MSN Messenger Connect for Enterprises, which is expected to ship before April 1, 2003, will offer auditing, logging and management features required by corporations that are increasingly looking to use IM as a communications tool.

The service will offer a namespace that integrates Passport identifications and corporate IDs stored in Active Directory to facilitate centralized IT user administration.  Today, Passport identifications are managed individually.

Additionally, Microsoft will offer corporations the chance to purchase a unique namespace on the MSN service, which would allow a company to use its own name for its instant messaging identity. For instance, Network World could buy the namespace "@ network world”.

The service is a precursor to the sort of enterprise instant messaging features Microsoft plans to introduce with its real-time communications server for instant messaging, voice and video code-named Greenwich, which is expected to ship in the middle of next year.

Connect for Enterprises will be offered on a yearly subscription basis starting at $24 per user with volume discounts down to $12. The subscription includes the licensing, connectivity, namespace and ID control, and premier support.

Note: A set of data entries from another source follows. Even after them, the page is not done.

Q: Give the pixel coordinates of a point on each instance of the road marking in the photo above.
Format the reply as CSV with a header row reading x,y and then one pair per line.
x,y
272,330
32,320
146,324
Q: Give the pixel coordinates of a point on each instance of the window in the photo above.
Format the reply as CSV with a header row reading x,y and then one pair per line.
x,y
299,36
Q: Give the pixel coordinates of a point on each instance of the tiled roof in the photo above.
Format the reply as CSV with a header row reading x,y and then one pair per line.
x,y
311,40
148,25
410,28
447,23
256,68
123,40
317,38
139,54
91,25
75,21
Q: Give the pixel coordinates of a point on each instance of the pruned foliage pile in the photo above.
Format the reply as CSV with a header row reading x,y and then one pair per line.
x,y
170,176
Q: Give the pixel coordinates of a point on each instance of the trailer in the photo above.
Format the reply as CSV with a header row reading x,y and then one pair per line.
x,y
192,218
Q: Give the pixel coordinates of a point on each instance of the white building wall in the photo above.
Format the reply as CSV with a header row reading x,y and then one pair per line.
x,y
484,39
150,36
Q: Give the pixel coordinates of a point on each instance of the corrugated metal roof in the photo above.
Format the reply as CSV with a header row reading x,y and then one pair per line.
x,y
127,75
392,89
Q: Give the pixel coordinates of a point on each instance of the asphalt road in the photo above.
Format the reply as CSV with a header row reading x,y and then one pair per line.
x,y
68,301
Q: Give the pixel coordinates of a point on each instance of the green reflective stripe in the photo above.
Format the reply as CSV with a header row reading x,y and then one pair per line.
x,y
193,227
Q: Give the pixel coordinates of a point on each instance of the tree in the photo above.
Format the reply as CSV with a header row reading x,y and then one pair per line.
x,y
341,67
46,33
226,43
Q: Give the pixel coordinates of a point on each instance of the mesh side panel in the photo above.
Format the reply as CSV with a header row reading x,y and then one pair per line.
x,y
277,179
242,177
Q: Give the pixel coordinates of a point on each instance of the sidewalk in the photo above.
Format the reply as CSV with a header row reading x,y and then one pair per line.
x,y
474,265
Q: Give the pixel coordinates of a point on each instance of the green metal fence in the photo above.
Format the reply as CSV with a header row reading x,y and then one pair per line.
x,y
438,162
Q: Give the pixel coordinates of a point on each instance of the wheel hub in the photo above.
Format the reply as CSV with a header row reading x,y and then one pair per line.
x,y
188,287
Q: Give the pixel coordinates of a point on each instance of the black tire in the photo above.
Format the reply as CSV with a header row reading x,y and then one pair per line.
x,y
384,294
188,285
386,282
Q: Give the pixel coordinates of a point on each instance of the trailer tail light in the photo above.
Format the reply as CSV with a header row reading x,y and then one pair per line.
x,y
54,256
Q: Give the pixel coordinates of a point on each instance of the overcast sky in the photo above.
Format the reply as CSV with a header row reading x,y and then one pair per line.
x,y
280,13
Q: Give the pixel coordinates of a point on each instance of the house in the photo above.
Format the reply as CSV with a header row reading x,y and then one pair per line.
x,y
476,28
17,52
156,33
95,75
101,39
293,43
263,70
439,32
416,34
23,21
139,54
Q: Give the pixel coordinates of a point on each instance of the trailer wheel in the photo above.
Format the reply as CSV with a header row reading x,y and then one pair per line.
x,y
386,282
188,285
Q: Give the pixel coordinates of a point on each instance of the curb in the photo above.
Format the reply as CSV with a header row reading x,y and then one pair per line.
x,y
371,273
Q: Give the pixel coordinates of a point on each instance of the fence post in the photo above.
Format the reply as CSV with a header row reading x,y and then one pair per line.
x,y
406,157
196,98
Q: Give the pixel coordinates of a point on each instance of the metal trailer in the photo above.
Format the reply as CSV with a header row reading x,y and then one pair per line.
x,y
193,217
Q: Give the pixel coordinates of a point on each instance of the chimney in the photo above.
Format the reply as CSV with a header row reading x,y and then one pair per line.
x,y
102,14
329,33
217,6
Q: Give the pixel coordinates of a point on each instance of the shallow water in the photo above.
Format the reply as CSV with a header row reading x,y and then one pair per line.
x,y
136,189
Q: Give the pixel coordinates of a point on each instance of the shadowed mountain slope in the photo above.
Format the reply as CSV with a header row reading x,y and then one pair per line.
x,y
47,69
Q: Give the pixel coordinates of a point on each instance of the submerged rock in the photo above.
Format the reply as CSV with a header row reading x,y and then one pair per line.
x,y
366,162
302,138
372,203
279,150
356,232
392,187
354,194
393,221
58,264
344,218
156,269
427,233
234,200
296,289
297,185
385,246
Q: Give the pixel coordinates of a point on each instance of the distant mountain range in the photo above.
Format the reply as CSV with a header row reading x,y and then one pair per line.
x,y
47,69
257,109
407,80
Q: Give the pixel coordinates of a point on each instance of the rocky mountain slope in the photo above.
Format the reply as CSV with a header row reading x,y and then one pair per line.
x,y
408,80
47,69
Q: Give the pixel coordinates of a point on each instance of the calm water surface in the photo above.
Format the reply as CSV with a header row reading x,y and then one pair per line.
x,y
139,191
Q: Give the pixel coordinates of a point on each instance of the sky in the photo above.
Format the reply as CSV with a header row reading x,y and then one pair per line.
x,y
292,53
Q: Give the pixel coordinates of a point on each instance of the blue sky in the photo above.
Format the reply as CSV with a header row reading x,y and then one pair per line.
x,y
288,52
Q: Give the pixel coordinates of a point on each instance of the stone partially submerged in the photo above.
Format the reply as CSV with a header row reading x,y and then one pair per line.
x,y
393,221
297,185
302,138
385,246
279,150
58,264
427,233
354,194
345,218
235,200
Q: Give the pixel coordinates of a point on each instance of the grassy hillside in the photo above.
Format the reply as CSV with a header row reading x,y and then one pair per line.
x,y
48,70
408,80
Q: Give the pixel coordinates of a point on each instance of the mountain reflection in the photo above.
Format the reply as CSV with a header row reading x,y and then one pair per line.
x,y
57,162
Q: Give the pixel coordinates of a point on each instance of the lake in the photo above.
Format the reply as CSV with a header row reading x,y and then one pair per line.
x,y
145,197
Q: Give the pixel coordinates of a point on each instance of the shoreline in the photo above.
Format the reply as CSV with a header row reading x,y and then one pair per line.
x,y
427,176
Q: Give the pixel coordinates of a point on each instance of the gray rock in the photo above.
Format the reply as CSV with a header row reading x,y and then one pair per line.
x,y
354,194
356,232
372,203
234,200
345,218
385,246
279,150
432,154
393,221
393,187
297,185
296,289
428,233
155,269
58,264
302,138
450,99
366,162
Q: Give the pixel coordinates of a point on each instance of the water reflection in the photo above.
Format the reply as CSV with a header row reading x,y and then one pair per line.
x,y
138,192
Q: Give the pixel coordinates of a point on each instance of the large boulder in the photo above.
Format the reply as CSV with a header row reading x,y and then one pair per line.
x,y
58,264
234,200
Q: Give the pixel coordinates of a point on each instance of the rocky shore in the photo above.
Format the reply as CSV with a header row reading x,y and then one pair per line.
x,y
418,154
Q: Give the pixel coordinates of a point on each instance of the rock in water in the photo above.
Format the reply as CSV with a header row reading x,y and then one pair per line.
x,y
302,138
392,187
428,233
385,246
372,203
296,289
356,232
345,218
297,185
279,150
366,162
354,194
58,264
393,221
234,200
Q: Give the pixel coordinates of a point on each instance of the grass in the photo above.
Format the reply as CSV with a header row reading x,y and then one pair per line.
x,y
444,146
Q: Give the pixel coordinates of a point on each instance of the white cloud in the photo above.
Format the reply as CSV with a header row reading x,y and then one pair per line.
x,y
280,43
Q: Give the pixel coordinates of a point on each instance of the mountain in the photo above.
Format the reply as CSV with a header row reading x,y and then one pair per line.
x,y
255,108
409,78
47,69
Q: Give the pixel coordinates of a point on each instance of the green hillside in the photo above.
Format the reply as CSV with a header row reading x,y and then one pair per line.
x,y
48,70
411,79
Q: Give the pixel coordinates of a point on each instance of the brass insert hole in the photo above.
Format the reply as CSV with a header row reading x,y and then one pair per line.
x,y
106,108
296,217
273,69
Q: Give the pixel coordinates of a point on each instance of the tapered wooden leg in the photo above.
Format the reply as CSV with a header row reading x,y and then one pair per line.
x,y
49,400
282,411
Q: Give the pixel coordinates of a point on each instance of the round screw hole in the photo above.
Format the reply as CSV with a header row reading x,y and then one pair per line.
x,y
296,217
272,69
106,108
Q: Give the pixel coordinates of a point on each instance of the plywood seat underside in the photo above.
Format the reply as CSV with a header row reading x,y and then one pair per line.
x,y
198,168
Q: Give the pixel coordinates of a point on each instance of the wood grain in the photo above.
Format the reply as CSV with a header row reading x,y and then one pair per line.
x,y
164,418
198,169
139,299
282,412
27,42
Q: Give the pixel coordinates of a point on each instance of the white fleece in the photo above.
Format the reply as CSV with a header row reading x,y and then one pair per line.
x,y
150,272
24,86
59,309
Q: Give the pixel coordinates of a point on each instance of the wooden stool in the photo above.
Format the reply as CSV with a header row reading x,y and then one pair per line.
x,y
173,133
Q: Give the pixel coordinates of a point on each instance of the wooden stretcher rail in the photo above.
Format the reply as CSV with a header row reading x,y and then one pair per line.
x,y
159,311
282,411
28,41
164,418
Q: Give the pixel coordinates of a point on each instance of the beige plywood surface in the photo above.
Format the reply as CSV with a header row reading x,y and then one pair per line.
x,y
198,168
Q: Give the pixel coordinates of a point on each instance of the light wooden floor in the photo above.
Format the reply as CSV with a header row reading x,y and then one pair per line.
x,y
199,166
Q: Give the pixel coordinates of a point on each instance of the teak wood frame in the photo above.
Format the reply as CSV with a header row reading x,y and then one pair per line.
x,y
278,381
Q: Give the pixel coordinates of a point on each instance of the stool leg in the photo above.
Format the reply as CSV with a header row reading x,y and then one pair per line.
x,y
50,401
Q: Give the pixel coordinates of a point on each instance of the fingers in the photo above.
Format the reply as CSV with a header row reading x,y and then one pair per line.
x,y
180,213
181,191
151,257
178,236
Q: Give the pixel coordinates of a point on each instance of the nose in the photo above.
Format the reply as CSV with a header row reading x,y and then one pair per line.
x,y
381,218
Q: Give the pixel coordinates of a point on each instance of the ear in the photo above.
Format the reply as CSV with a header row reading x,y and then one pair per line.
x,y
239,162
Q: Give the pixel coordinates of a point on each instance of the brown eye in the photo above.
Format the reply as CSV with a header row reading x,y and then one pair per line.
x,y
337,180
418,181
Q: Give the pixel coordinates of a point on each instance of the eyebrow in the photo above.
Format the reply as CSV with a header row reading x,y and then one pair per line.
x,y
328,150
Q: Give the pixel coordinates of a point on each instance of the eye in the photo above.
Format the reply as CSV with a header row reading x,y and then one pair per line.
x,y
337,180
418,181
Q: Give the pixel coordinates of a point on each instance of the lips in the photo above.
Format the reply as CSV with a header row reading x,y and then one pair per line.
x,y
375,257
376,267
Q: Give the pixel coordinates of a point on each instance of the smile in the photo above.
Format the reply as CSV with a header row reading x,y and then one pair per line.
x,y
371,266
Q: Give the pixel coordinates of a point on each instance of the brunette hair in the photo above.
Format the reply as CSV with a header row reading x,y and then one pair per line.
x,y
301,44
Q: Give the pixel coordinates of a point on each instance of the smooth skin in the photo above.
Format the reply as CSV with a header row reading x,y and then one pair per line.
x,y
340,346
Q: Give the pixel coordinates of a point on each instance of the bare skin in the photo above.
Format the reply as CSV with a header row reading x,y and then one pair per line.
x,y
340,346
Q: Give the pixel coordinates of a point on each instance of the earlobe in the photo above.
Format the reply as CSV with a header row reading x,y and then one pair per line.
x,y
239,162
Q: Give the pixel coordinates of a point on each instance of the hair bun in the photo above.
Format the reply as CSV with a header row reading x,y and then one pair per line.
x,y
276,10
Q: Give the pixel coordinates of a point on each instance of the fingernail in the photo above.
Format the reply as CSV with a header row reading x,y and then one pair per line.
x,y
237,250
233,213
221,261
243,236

“We are providing the enterprise with a variety of management tools to use instant messaging with external customers,” says Larry Grothaus, lead product manager for MSN.

As part of the service, users will have to deploy a third-party gateway from IMLogic or FaceTime Communications for managing IM traffic. Microsoft has asked those vendors to integrate the Passport application-programming interface into their products so that Active Directory can be linked with the Passport service. The gateway will listen for the MSNMP instant messaging protocol and log those conversations. Users will have to run Windows 2000 and SQL Server 2000 to support the logging and auditing features.

Microsoft is reacting to the intense popularity of instant messaging and its grass roots explosion in corporations, where network executives are scrambling to manage its use.

Instant messaging is used either sanctioned or unsanctioned in 84% of companies with that number expected to climb to 93% in 12 months, according to a September survey of 196 respondents by Osterman Research. That same survey showed that 60% of company’s use AOL Instant Messenger, while 50% use MSN Messenger and 45% Yahoo Messenger. 

AOL last week offered its own AIM Enterprise Gateway for companies looking to manage its IM service. In October, Yahoo said it also would offer enterprise support for its IM service.

All of the providers are looking for ways to generate revenue from their IM services, which are free and have taken off like wildfire.